Douglas A. McIntyre is the co-founder, chief executive officer and editor in chief of 24/7 Wall St. and 24/7 Tempo. He has held these jobs since 2006.

McIntyre has written thousands of articles for 24/7 Wall St. He is an expert on corporate finance, the automotive industry, media companies and international finance. He has edited articles on national demographics, sports, personal income and travel.
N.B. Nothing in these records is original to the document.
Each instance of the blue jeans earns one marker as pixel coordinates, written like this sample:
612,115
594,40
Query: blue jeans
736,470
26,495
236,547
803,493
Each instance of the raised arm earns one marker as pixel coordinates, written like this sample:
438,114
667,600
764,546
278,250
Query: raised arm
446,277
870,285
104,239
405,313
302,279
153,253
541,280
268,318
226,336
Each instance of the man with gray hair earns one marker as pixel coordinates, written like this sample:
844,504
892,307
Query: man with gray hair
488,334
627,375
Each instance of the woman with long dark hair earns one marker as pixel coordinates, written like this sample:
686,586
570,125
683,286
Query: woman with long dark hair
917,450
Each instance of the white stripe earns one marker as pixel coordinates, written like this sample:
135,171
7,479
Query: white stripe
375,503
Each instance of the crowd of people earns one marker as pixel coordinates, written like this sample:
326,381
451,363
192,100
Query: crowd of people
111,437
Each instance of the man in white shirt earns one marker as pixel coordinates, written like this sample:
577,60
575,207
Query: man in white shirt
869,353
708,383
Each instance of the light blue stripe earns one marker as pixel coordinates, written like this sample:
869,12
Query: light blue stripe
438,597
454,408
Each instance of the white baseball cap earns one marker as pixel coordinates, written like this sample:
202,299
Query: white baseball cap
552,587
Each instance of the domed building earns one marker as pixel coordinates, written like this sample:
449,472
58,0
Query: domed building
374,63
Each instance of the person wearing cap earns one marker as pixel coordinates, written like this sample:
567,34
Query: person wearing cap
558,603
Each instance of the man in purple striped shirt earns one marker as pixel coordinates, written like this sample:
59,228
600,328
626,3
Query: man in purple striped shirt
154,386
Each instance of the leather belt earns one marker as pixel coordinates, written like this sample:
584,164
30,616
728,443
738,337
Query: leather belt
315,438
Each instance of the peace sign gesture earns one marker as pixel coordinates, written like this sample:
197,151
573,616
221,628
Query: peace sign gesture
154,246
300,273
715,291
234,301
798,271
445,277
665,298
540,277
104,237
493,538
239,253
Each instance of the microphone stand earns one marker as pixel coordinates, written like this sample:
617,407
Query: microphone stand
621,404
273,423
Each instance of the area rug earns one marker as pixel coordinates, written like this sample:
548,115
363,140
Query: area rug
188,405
His work has been quoted or mentioned in The New York Times, The Wall Street Journal, Los Angeles Times, The Washington Post, NBC News, Time, The New Yorker, HuffPost USA Today, Business Insider, Yahoo, AOL, MarketWatch, The Atlantic, Bloomberg, New York Post, Chicago Tribune, Forbes, The Guardian and many other major publications. McIntyre has been a guest on CNBC, the BBC and television and radio stations across the country.

A magna cum laude graduate of Harvard College, McIntyre also was president of The Harvard Advocate. Founded in 1866, the Advocate is the oldest college publication in the United States.

TheStreet.com, Comps.com and Edgar Online are some of the public companies for which McIntyre served on the board of directors. He was a Vicinity Corporation board member when the company was sold to Microsoft in 2002. He served on the audit committees of some of these companies.

McIntyre has been the CEO of FutureSource, a provider of trading terminals and news to commodities and futures traders. He was president of Switchboard, the online phone directory company. He served as chairman and CEO of On2 Technologies, the video compression company that provided video compression software for Adobe’s Flash. Google bought On2 in 2009.